Adeus ao mestre Armando Nogueira


Aqui, três textos escritos para outros meios, mas que quero compartilhar com os leitores desta coluna


NINGUÉM É chamado de mestre à toa. Mestre Didi, mestre Telê, mestre Armando. Ele pagou caro o tempo em que fez o jornal mais consumido do país sob as lentes e ameaças da ditadura. E fez sem se fazer nem de mártir nem de herói.
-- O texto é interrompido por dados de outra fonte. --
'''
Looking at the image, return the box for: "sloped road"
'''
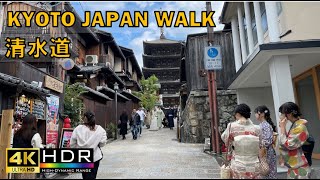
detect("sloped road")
[60,119,220,179]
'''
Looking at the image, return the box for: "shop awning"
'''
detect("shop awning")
[228,40,320,89]
[97,86,130,101]
[0,73,50,96]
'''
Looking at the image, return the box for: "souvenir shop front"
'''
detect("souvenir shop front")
[0,61,64,148]
[0,73,49,144]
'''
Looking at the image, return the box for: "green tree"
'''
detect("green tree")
[133,75,159,110]
[64,83,87,127]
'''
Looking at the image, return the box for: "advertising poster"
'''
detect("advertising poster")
[47,95,59,148]
[60,128,73,148]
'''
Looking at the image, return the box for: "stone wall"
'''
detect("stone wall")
[181,90,237,143]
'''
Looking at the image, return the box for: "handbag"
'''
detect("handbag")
[220,123,231,179]
[259,149,270,176]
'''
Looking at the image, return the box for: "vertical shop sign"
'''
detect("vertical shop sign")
[47,95,59,148]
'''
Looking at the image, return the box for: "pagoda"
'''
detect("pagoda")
[142,29,183,108]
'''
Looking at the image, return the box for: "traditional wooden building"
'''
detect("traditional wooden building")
[142,34,183,108]
[178,30,237,143]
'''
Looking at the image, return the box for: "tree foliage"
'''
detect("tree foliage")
[64,83,87,127]
[133,75,159,110]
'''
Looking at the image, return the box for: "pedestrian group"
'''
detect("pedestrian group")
[221,102,314,179]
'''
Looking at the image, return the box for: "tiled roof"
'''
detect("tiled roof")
[97,86,130,101]
[0,73,50,94]
[82,85,112,101]
[121,91,141,101]
[144,39,180,44]
[79,65,102,72]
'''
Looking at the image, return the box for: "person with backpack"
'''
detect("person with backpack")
[279,102,312,179]
[70,111,107,179]
[221,104,261,179]
[254,105,277,179]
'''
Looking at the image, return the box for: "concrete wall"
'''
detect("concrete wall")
[237,87,276,124]
[281,1,320,41]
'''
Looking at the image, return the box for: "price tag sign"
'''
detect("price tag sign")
[204,46,222,70]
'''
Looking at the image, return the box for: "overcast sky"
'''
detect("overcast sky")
[71,1,224,67]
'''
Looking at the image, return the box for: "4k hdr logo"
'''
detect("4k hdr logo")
[6,148,40,173]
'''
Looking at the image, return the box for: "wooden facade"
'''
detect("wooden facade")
[142,36,183,107]
[181,30,235,94]
[0,2,142,137]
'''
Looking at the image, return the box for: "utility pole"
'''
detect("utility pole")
[206,2,221,153]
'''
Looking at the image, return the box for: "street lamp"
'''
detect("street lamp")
[113,82,119,139]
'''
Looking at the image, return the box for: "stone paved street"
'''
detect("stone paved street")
[65,119,220,179]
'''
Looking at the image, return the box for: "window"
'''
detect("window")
[243,16,249,55]
[260,2,268,33]
[277,2,282,16]
[249,2,258,46]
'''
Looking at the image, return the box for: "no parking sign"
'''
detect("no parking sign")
[204,46,222,70]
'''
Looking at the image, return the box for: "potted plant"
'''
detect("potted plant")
[107,122,117,138]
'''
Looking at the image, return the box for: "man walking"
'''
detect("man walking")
[137,107,146,137]
[130,109,141,140]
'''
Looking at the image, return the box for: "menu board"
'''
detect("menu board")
[32,99,45,119]
[60,128,73,148]
[15,96,31,117]
[46,95,59,148]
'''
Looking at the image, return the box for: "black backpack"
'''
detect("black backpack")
[133,113,141,125]
[302,135,315,166]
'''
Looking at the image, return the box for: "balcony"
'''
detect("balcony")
[98,54,114,71]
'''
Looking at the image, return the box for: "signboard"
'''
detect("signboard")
[59,128,73,148]
[47,95,59,148]
[204,46,222,70]
[44,75,63,93]
[60,58,74,70]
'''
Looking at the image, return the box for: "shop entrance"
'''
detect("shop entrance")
[293,65,320,159]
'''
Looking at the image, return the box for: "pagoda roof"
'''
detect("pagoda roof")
[143,38,181,44]
[142,67,180,71]
[159,80,181,84]
[142,54,181,59]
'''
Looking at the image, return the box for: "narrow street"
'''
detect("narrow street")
[61,119,220,179]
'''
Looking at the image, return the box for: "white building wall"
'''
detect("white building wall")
[237,87,276,125]
[114,57,122,72]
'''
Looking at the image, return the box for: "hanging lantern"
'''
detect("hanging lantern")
[63,116,71,128]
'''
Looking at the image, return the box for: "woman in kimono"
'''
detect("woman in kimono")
[13,114,43,179]
[120,111,129,140]
[279,102,310,179]
[221,104,261,179]
[156,107,165,129]
[254,106,277,179]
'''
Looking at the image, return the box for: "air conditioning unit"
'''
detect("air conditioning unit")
[106,62,111,67]
[85,55,98,66]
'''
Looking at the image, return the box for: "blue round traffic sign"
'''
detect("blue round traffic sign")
[207,48,218,58]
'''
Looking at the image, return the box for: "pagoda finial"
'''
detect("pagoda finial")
[160,8,165,39]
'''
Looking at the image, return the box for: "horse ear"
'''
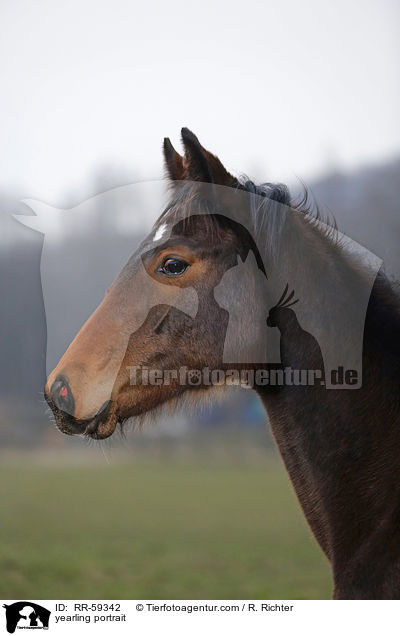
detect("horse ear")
[163,137,185,181]
[181,128,237,187]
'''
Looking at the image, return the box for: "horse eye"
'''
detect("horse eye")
[161,258,189,276]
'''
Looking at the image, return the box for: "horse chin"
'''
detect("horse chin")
[84,415,118,440]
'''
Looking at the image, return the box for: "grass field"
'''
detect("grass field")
[0,459,331,599]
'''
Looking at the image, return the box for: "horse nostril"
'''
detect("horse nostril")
[50,375,75,415]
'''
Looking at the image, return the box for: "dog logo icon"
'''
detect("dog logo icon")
[3,601,51,634]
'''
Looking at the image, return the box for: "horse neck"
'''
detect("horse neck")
[257,211,400,598]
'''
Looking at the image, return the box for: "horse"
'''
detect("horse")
[45,128,400,599]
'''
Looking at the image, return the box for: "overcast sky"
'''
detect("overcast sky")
[0,0,400,205]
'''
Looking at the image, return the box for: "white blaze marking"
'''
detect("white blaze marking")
[153,223,167,242]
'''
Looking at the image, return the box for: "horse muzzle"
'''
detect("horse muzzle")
[44,375,118,439]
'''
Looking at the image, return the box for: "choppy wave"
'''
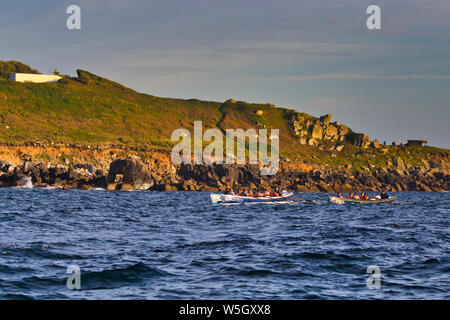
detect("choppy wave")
[0,188,450,299]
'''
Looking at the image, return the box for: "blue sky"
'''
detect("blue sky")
[0,0,450,148]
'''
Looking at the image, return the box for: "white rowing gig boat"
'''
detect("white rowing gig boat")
[211,192,295,205]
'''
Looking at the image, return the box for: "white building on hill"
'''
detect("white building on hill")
[8,73,61,83]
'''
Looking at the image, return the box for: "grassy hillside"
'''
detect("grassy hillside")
[0,62,446,167]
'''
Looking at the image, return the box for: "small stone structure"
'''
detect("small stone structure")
[8,73,61,83]
[406,140,428,147]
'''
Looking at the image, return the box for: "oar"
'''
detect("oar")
[288,197,316,203]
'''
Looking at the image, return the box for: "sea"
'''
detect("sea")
[0,186,450,300]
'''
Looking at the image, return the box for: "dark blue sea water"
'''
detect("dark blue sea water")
[0,189,450,299]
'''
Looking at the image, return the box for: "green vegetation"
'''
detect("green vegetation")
[0,61,447,168]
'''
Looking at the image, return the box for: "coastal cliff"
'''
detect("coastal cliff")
[0,61,450,192]
[0,146,450,192]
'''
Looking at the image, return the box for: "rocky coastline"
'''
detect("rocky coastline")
[0,147,450,192]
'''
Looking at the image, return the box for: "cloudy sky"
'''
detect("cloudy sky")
[0,0,450,148]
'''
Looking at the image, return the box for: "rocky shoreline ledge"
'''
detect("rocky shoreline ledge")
[0,152,450,192]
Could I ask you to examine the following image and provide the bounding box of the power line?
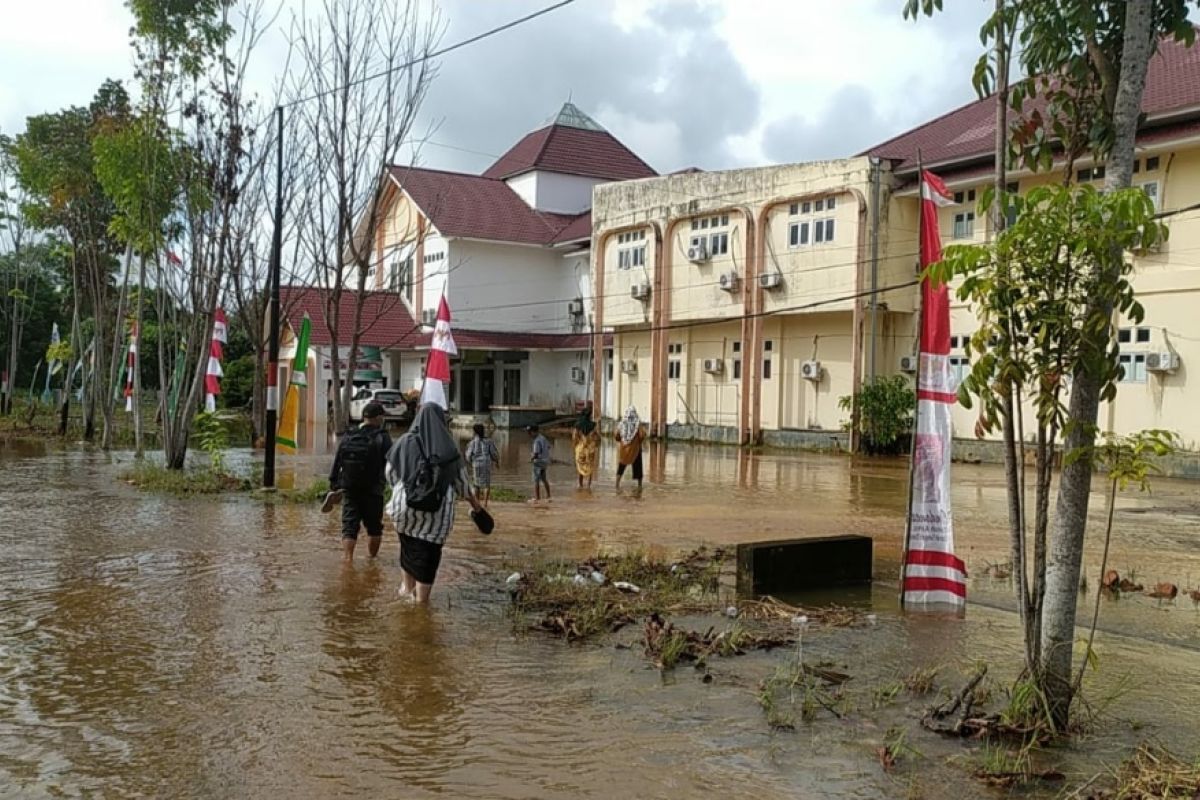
[281,0,575,108]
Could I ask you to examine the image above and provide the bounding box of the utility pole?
[263,106,283,489]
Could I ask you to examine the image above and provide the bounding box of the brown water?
[0,435,1200,799]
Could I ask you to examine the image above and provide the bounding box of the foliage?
[192,411,229,474]
[838,375,917,453]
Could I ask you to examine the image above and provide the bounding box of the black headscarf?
[388,403,462,492]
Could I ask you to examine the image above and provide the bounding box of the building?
[593,157,916,443]
[284,103,655,417]
[593,32,1200,445]
[866,31,1200,449]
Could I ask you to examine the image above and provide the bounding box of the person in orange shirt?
[613,405,646,489]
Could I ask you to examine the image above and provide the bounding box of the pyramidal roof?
[484,102,658,181]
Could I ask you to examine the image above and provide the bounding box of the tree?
[288,0,440,431]
[905,0,1195,724]
[11,86,128,447]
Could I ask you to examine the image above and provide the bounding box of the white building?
[284,103,656,424]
Fez como achou que tinha de fazer, com todas as limitações.
Impossível agora dizer quantas noites perdeu com medo, coisa que eu queria ter perguntado, mas não deu.
Possível, no entanto, contar quantas manhãs teceu para não desistir. Quem conhece mestre Armando só das palavras sobre esportes conhece, talvez, o melhor Armando Nogueira. Mas não o maior.
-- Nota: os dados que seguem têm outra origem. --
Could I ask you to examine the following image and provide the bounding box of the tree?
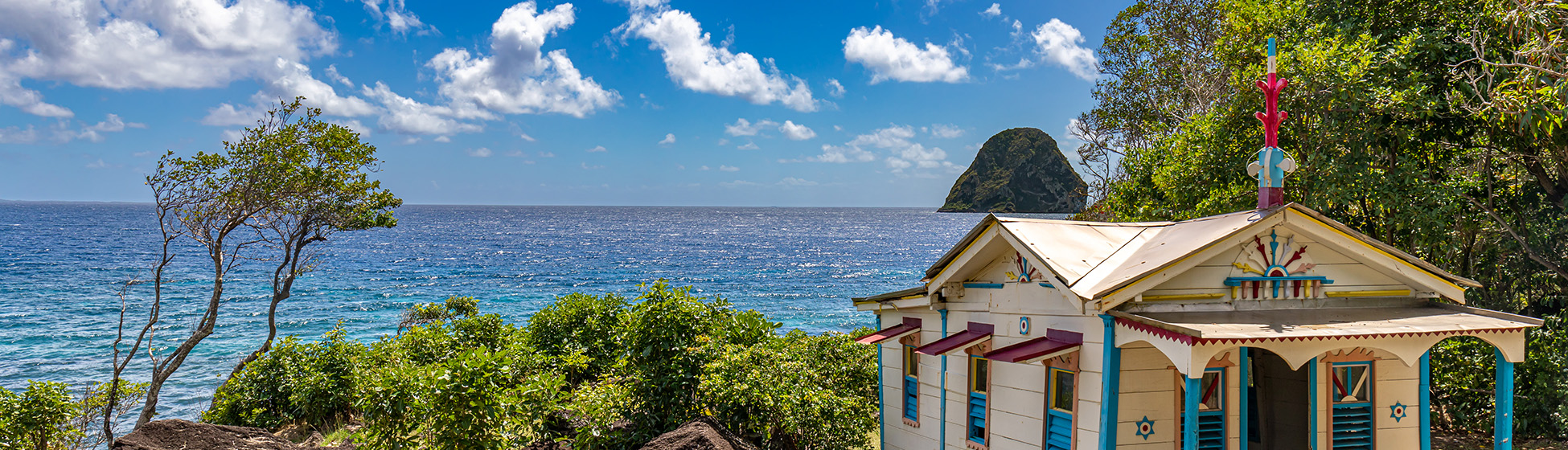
[105,97,401,427]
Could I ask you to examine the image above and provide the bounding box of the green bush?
[201,328,367,430]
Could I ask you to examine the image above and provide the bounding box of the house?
[855,41,1541,450]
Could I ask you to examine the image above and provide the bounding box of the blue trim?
[1236,346,1251,450]
[1306,358,1322,450]
[1491,348,1513,450]
[1416,350,1431,450]
[1225,276,1334,287]
[934,307,947,450]
[1099,313,1116,448]
[1180,374,1203,450]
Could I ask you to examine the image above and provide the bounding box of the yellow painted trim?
[1143,292,1225,301]
[1297,213,1464,294]
[931,221,997,280]
[1324,288,1410,297]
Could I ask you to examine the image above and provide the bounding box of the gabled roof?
[926,204,1480,307]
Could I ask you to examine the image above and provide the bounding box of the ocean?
[0,202,1028,419]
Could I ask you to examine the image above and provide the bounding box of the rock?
[939,129,1088,213]
[640,417,757,450]
[110,419,349,450]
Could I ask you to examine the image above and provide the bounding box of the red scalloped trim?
[1116,317,1524,345]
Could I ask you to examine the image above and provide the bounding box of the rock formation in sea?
[939,129,1088,213]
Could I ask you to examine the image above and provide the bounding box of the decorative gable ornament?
[1225,231,1334,300]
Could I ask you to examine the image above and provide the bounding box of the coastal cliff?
[938,129,1086,213]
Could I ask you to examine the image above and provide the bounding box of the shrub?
[201,328,367,428]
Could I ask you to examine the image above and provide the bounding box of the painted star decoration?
[1139,415,1154,440]
[1388,402,1405,422]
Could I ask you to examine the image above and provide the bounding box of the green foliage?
[203,328,367,428]
[701,329,880,448]
[0,381,83,450]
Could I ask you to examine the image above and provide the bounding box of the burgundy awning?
[855,317,921,343]
[985,329,1083,364]
[914,321,995,356]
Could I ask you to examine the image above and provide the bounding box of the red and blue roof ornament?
[1246,38,1295,209]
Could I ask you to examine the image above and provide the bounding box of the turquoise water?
[0,202,982,419]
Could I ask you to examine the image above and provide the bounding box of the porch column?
[1491,350,1513,450]
[1099,313,1121,450]
[1180,378,1203,450]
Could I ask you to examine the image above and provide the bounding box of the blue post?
[1416,350,1431,450]
[1491,350,1513,450]
[936,307,947,450]
[1099,313,1123,450]
[1236,346,1253,450]
[1180,376,1203,450]
[1306,358,1320,450]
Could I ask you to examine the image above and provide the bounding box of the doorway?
[1242,348,1311,450]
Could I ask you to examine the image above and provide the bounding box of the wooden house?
[855,43,1541,450]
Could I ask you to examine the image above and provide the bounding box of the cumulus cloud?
[844,25,969,84]
[724,117,779,137]
[980,3,1002,18]
[0,0,337,117]
[350,0,434,33]
[806,125,957,173]
[618,8,817,112]
[425,2,619,119]
[828,79,844,99]
[1032,18,1099,81]
[779,121,817,141]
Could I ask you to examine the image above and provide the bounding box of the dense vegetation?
[1076,0,1568,439]
[203,282,876,448]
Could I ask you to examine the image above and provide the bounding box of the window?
[903,345,921,425]
[969,356,991,445]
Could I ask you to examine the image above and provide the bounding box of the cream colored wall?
[1143,226,1411,303]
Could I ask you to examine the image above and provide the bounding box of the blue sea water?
[0,202,1004,419]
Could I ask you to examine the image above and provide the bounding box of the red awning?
[914,321,995,356]
[985,329,1083,364]
[855,317,921,343]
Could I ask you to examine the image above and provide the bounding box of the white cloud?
[828,79,844,99]
[980,3,1002,17]
[1032,18,1099,81]
[618,8,817,112]
[930,124,964,140]
[724,117,779,137]
[844,25,969,84]
[326,64,355,89]
[806,125,955,173]
[350,0,434,33]
[779,121,817,141]
[425,2,621,119]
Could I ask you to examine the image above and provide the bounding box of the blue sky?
[0,0,1127,207]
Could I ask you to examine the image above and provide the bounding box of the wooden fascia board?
[926,224,1000,293]
[1099,211,1284,312]
[1286,210,1464,303]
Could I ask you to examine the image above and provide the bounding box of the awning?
[914,321,995,356]
[855,317,921,343]
[1116,303,1541,343]
[985,329,1083,364]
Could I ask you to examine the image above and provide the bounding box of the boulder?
[640,417,757,450]
[939,129,1088,213]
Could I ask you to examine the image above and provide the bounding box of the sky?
[0,0,1131,207]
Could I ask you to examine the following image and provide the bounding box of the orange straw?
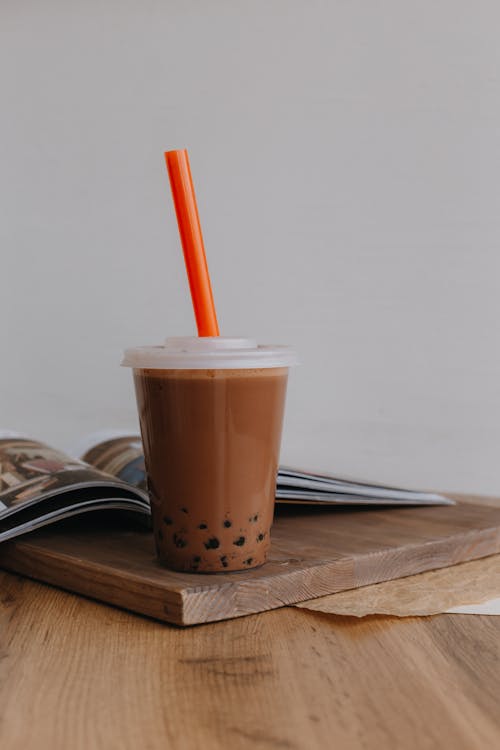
[165,149,219,336]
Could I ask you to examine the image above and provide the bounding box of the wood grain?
[0,573,500,750]
[0,502,500,625]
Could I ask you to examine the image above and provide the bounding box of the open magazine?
[0,433,453,542]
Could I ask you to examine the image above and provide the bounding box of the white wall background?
[0,0,500,500]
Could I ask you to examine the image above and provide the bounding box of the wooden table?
[0,573,500,750]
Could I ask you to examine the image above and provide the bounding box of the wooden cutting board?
[0,498,500,625]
O maior foi o que resistiu sem parecer que resistia, com doçura, solidariedade e lealdade. Coisa que felizmente, essa sim, eu pude lhe dizer.
E que pude escrever, sorrindo, com ele vivo.
E que repito agora, chorando.

Mestre
Você leu nos jornais quase todas as façanhas de Armando Nogueira.
Resumidamente, é claro, porque daria para fazer uma edição inteira só com elas.
Mas nunca mais você terá o privilégio de poder abrir um jornal e ler que "Ademir da Guia tem nome, sobrenome e futebol de craque".
Ou que "Deus castiga quem o craque fustiga".
Ou que "Se Pelé não tivesse nascido gente teria nascido bola".
Nunca mais.
Mestre Armando dizia também que "o bom jogador vê a jogada, o craque antevê", e ele, como craque que era, antevia não só a jogada, como a notícia. Por isso, um dia escreveu que "os cartolas pecam por ação, por omissão ou por comissão". E que o calendário de nosso futebol "não era nem juliano nem gregoriano, era cartoliano".
Se houver apenas uma palavra da língua portuguesa para defini-lo esta é, sem dúvida, delicadeza.
Mas sabia ser duro, como foi com Ricardo Teixeira, que disse numa CPI não precisar do futebol por ser rico: "Sou rico, uma ova! Fiquei rico, à custa do futebol", deveria ter dito, indignou-se o mestre.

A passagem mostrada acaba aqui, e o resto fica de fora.